ATOL is administered by the CAA and funded by contributions from the travel companies, who must pay £2.50 into the scheme for each person they book on a holiday. The scheme is ultimately backed by government guarantee. Most notably, ATOL was utilised by consumers following the administration of FlyGlobespan in December 2009, with controversy at the time surrounding some 3,400 customers who found they were not covered under the scheme's previous rules having booked via the company's website.
What are the financial requirements?
The CAA specifies and publishes the requirements for applying for and/or varying ATOL licences. The parameters of those requirements depend on the type of ATOL licence held and respective ATOL limit. What are appropriate requirements for large airlines will not be appropriate for small travel agents.
In addition, certain ATOL holders are subject to an in-depth risk based financial analysis assessment.
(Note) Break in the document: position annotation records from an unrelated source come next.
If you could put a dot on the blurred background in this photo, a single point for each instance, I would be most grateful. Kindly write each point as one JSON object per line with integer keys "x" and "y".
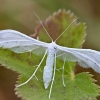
{"x": 18, "y": 15}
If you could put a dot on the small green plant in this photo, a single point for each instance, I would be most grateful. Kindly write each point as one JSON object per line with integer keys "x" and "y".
{"x": 77, "y": 87}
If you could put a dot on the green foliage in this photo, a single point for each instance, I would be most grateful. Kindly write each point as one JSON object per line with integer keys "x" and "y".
{"x": 78, "y": 87}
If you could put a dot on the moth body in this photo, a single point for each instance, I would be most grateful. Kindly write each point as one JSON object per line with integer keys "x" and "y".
{"x": 48, "y": 69}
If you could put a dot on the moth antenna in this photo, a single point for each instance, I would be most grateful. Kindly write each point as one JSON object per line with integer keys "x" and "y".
{"x": 43, "y": 26}
{"x": 65, "y": 30}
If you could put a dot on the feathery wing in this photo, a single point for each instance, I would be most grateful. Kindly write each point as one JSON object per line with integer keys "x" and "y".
{"x": 86, "y": 58}
{"x": 19, "y": 42}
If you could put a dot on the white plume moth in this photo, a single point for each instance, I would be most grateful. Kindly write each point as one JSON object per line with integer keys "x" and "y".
{"x": 19, "y": 43}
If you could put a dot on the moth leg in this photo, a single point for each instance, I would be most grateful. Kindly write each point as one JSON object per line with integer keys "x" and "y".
{"x": 34, "y": 72}
{"x": 53, "y": 77}
{"x": 63, "y": 74}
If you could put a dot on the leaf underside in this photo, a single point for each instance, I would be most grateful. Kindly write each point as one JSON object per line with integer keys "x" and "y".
{"x": 78, "y": 87}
What happens if problems arise?
In most cases, the CAA conduct ongoing monitoring of the licence holder, typically on a monthly or quarterly basis, focussing on financial performance, liquidity and material changes to the business model. Where the CAA consider the likelihood of an ATOL holder failing and the consequential detriment to the consumer, they will assesses the liquidity and financial resources available to the ATOL holder.
Revoking a licence
The CAA must revoke, suspend or vary the ATOL where they are no longer satisfied that the holder is a fit person. In contrast, the CAA may revoke, suspend or vary the licence if it is no longer satisfied that the resources of the holder and its financial arrangements are adequate to discharge its actual and potential obligations in respect of its activities or where the holder has failed to comply with any term or condition of its ATOL.
As a general rule, the CAA is reluctant to revoke ATOL licences for financial reasons, particularly those licences held by large airlines. Instead, the CAA will usually grant a temporary licence while conducting ongoing investigations into the airline's financial health. By comparison to the graduated approach taken on ATOL licences with airlines in financial difficulty, the CAA is more likely to immediately revoke operating licences where there are concerns around safety.
For example, Globespan did not have its licence revoked until it went into administration in December 2009, despite the CAA voicing concerns about its financial health throughout 2009. The CAA had refrained from taking action as it received assurances Globespan had been actively engaged in procuring investment.